Odoc 3: So what?

Odoc 3 was released last month and although we did write a list of the new features, I don't think we've made it clear enough why anyone should care.

It's manuals, the theme of Odoc 3 is manuals. It's got a load of features to make it much better for writing mld pages (files written using odoc's markup) to document your packages and their relationship to the surrounding ecosystem. Previous versions of Odoc were very library-centric, in that while we did have mld-file support, most of the effort went into making sure that we were generating correct per-module pages, which show the shape of your API even if you've not put in any doc comments at all. We've still got that, obviously, but we've added many features to make write mld pages far more useful, and we're really hoping that these will draw people in to make documenting packages a much more enjoyable experience.

Odoc's special skill: links!

But why you might want to use Odoc at all for your package's manuals, rather than, say, markdown, asciidoc, rst or any other similar language? The biggest thing that Odoc brings, and has always brought, is reliable linking. Just write {!Module.func} and Odoc will check that the target exists and ensure that the link goes to the correct place, no matter how complex the definition of Module is or what the layout of the docs. We can link to almost all elements of an OCaml library, from modules and types through to fields of records, exceptions and extensions, and we have facilities for disambiguating, so if you happen to have both a module S and a module type S you can easily link to whichever you please.
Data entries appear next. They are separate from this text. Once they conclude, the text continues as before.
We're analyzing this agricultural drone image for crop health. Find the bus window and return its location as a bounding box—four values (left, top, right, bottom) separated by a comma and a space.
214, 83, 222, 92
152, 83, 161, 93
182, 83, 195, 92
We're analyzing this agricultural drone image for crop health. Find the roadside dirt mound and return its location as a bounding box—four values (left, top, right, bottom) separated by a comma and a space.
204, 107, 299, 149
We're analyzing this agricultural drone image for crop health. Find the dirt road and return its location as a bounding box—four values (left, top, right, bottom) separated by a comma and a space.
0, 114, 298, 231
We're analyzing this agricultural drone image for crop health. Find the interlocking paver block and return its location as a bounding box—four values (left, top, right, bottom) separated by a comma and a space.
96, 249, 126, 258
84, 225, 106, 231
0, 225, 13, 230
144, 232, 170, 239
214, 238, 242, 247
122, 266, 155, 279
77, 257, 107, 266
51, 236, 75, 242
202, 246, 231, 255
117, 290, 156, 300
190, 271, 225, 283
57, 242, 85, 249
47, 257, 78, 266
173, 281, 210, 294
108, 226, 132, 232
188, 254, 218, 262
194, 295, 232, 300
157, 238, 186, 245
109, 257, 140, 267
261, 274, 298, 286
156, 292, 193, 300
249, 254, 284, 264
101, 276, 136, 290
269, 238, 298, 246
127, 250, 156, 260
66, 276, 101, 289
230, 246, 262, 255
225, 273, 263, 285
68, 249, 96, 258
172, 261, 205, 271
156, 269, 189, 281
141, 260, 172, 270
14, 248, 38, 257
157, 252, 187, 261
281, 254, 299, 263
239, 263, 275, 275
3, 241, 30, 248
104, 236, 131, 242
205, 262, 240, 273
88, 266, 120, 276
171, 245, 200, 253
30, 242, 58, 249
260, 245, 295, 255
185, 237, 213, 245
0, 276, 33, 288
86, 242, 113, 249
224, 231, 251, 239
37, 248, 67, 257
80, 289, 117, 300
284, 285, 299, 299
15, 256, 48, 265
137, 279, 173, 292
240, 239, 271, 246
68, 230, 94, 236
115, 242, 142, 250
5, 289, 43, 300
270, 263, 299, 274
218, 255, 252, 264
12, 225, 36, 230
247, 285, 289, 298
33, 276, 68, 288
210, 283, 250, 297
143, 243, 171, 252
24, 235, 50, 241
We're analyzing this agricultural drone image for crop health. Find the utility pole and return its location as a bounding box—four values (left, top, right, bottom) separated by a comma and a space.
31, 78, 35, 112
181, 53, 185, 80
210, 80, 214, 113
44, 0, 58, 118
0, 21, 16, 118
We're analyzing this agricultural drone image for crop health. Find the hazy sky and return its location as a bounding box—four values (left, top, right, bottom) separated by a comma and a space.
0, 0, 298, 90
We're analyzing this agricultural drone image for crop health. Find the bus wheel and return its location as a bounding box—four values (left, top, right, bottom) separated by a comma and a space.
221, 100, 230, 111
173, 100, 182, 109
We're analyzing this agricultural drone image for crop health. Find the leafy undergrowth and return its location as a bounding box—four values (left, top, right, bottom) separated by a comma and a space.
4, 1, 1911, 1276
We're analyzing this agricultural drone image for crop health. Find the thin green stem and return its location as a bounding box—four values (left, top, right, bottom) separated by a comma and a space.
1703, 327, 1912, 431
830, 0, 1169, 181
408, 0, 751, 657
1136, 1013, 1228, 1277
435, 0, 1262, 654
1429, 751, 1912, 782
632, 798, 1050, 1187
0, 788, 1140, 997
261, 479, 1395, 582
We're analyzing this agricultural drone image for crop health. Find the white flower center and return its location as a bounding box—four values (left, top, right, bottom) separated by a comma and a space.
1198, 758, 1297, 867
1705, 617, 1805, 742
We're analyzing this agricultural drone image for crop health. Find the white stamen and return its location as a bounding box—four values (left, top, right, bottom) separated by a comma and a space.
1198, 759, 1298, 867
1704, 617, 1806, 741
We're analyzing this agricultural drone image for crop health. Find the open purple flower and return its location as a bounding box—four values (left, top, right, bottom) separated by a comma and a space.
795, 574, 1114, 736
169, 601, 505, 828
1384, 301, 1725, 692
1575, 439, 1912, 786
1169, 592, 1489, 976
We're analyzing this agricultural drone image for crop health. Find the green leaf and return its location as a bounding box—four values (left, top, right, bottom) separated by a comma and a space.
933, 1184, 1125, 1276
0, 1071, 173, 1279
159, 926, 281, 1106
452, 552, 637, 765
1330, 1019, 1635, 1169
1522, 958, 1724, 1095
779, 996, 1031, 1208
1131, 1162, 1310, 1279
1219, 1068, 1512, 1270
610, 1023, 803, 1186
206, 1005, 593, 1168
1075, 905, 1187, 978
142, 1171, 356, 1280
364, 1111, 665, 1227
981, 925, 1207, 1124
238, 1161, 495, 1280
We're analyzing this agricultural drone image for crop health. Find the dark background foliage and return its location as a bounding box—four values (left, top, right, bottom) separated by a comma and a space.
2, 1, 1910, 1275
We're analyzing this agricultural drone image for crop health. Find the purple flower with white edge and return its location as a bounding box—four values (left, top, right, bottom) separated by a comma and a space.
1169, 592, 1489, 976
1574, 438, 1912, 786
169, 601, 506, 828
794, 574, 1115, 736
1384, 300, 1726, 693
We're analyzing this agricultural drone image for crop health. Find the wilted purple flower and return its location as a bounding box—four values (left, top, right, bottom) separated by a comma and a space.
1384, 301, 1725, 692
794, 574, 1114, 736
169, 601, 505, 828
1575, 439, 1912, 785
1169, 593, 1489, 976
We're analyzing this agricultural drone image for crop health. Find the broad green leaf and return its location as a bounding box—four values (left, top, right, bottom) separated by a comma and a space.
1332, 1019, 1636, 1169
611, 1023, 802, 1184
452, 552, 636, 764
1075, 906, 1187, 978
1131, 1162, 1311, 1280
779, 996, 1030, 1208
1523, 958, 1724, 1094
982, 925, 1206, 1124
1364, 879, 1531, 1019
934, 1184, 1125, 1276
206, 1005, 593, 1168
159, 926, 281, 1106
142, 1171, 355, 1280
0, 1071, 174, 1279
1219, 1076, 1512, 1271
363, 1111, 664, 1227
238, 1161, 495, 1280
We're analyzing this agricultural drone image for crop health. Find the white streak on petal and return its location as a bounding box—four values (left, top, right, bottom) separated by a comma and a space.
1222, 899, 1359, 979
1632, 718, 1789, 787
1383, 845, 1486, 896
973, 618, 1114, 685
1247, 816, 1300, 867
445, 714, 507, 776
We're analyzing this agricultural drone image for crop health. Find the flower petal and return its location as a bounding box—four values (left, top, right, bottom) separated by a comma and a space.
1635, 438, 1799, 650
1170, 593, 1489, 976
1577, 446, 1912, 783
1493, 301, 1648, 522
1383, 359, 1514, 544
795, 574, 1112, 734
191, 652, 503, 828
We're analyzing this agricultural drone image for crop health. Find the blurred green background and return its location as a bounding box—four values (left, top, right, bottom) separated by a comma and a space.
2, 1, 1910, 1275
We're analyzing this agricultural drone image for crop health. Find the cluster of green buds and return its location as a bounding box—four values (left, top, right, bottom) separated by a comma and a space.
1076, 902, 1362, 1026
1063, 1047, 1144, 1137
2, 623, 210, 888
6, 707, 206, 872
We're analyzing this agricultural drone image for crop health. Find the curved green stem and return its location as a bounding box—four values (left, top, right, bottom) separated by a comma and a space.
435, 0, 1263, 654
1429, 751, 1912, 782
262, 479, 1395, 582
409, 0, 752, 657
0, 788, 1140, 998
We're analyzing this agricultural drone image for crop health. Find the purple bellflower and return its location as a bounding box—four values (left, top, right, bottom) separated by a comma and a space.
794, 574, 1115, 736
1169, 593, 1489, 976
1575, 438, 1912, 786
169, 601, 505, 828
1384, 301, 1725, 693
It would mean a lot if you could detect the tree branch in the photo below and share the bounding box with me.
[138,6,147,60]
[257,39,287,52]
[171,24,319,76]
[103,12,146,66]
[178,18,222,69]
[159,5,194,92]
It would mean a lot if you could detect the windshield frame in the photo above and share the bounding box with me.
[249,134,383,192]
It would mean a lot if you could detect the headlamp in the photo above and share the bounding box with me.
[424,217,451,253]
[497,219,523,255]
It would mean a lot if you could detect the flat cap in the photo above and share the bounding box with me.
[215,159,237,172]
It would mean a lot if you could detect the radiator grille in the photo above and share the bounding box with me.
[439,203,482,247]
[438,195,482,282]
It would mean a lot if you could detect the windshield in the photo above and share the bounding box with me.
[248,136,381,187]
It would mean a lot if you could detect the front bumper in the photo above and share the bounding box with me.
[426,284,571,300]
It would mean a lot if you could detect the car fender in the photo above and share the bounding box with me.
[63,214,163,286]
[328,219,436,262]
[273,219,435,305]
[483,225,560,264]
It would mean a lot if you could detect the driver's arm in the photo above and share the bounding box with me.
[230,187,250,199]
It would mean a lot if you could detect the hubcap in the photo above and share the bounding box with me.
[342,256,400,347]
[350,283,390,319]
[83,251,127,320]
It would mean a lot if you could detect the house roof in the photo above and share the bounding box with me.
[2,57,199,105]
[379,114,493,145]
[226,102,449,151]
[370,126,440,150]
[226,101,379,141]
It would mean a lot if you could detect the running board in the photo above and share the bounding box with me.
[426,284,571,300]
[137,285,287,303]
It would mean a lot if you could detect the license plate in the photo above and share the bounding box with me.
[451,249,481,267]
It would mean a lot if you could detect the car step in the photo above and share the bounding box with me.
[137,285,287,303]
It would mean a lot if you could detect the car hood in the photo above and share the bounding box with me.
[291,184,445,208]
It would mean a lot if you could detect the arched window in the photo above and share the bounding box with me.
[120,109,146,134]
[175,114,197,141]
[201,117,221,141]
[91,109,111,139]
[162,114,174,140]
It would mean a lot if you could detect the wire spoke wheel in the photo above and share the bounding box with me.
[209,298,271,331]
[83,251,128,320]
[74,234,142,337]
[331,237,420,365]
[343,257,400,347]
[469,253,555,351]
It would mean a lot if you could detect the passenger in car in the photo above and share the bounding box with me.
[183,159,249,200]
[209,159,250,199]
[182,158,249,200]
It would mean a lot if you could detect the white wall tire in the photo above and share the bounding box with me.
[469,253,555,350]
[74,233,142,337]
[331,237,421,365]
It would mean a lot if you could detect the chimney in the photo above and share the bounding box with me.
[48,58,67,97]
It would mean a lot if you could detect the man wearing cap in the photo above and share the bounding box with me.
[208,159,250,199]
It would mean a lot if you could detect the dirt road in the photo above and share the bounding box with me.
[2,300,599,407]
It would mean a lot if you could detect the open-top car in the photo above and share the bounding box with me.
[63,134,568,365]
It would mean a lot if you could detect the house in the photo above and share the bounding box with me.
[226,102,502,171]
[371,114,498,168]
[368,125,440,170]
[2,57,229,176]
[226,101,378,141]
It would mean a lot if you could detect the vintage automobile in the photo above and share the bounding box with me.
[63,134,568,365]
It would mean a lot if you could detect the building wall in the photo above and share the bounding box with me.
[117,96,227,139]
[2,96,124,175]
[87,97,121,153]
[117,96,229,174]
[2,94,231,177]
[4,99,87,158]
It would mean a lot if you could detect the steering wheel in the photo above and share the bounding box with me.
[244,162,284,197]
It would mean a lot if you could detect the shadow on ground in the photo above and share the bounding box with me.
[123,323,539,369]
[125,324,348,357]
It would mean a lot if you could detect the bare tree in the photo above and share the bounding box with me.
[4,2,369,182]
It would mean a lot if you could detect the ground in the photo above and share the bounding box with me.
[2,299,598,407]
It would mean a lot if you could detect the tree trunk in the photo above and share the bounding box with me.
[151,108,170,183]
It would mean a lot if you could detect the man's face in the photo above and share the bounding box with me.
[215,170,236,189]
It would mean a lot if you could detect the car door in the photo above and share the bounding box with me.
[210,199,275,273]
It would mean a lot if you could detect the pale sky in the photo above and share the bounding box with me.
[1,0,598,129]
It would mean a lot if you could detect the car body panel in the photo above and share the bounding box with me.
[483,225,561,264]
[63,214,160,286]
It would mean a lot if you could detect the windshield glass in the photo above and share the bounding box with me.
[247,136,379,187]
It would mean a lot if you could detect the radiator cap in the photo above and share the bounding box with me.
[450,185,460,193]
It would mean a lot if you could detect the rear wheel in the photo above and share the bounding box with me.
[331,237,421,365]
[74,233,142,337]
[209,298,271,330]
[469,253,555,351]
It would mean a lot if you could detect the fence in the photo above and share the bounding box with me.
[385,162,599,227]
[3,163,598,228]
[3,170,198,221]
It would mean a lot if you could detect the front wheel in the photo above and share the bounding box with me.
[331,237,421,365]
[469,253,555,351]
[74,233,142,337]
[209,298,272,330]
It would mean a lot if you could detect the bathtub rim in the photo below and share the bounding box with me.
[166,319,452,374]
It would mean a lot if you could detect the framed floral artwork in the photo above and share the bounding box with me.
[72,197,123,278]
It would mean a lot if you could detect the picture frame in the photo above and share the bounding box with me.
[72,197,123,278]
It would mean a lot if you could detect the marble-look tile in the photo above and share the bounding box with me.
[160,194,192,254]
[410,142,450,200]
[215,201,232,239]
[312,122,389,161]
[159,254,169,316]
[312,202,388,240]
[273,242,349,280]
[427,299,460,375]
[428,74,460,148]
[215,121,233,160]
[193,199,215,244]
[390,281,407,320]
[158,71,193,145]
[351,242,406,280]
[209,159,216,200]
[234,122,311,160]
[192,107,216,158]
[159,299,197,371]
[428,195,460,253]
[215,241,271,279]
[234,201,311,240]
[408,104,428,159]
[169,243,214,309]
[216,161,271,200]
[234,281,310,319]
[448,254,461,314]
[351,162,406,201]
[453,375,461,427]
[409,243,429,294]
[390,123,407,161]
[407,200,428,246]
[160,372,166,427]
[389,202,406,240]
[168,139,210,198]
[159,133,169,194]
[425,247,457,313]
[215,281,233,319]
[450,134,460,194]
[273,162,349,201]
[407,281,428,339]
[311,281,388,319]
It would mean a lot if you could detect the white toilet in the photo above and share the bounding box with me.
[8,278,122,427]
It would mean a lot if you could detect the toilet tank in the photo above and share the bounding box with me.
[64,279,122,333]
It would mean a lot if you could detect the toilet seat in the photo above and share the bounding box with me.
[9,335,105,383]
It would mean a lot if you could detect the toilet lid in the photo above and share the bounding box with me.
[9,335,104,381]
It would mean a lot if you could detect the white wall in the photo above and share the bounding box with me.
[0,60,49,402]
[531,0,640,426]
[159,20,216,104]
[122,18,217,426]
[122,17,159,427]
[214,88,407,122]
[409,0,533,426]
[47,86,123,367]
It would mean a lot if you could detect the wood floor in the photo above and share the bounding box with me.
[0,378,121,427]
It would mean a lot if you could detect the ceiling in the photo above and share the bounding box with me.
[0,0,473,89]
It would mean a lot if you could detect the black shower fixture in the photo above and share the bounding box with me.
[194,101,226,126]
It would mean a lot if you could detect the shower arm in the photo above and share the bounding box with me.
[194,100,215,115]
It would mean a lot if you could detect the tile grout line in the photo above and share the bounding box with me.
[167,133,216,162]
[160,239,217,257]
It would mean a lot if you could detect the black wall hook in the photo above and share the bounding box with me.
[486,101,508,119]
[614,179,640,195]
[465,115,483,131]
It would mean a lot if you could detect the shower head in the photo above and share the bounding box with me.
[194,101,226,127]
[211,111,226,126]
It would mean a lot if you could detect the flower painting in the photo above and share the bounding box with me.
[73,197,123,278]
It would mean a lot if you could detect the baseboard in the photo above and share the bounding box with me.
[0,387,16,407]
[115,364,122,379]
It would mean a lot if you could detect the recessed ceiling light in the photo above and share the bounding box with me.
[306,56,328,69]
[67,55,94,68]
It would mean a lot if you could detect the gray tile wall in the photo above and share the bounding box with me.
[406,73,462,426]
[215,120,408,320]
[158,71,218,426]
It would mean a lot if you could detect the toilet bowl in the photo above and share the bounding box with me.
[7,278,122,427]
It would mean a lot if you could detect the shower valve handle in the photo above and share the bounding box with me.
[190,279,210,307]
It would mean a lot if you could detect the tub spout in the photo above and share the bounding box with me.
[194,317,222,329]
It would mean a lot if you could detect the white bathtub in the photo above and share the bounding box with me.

In Odoc 2 though, these links were pretty limited - the only ones possible were only those to docs and API elements (modules, types, values, etc) in your own package, or to API elements in any libraries that your package depends on. When writing API docs, which tend to be at the level of types and functions, this wasn't a huge problem, but when considering manuals this turned out to be a really limiting constraint. For example, in Odoc's own docs, we really want to have a link to odoc-driver, but since odoc-driver is a separate package and depends upon odoc, the only way to do that in Odoc 2.x would be to use an HTML link. With Odoc 3, this constraint is gone, so you can link to any other package or library. The link to odoc-driver would look like {!/odoc-driver/page-index}, as can be seen in odoc's source. The only requirement is that you must be able to simultaneously install all of the packages you'd like to link to, so you can't easily link to, for example, different versions of the same package.

This will be particularly useful for any projects that's grouped into multiple packages. For example, the Mirage project. The main package there -- mirage -- is actually right at the bottom of the dependency hierarchy, but it's the perfect place to have docs that link to all of the other Mirage packages. On a smaller scale, the Picos project consists of multiple packages all from a single git repository, and this would allow the docs pages from the picos package to link to any of the other packages.

Of course there are also a lot of other new features in this release, which are called out in the annoucement post on discuss, some of which I may post about in the future.

Can I use it now?

Of course! These new features can be used right now, so long as you're happy to self-host the docs. All that's needed is to create a switch containing all the packages you're interested in together, and use odoc_driver to generate the HTML and push them to your web server. At time of writing though, ocaml.org is still using Odoc 2.4, so any packages that are published to opam that choose to use these new features will be missing the new features. Furthermore, it's actually quite a challenge to do this, since we'll have to extend the package-universe solutions to include all relevant packages, for which we need extra fields in the opam metadata.

What's next?

We're actively working on getting Odoc 3 into the pipeline generating the docs found in https://ocaml.org/p/. This will bring with it some of the developments that landed in Odoc 2, but didn't make it onto ocaml.org - for example, the rendering of source pages. Not only are there challenges related to the package-universe solutions as mentioned above, but the storage requirements are considerably larger, so I'll be working with Mark Elvers to complete this project.

We've also got work to do to update the build rules in dune to take advantage of these features. While odoc_driver works very well as part of the process of deploying a docs site, it's quite impractical as a tool to help while you're actually writing the docs. For that, we'll need to make sure dune understands how to use these new features. Fortunately we've had some experience with those rules in the past, and part of the work that's gone into Odoc 3 was to ensure that incremental build rules should be far more straightforward to write than for Odoc 2. In addition, some of the logic that previously only existed in Voodoo - the old driver that builds docs for ocaml.org - has been integrated into odoc itself, meaning one again that getting dune to produce correct docs for non-dune packages (e.g. the standard library!) should again be simpler.

After we've done these, there are plans afoot to make more improvements to the manual writing experience. @panglesd has been investigating how to add admonitions to the language, I've been thinking about custom tag support, we're looking at the modes work coming from Jane Street to see how to support that. There's plenty more to do, so if you'd like to lend a hand, reach out and join in!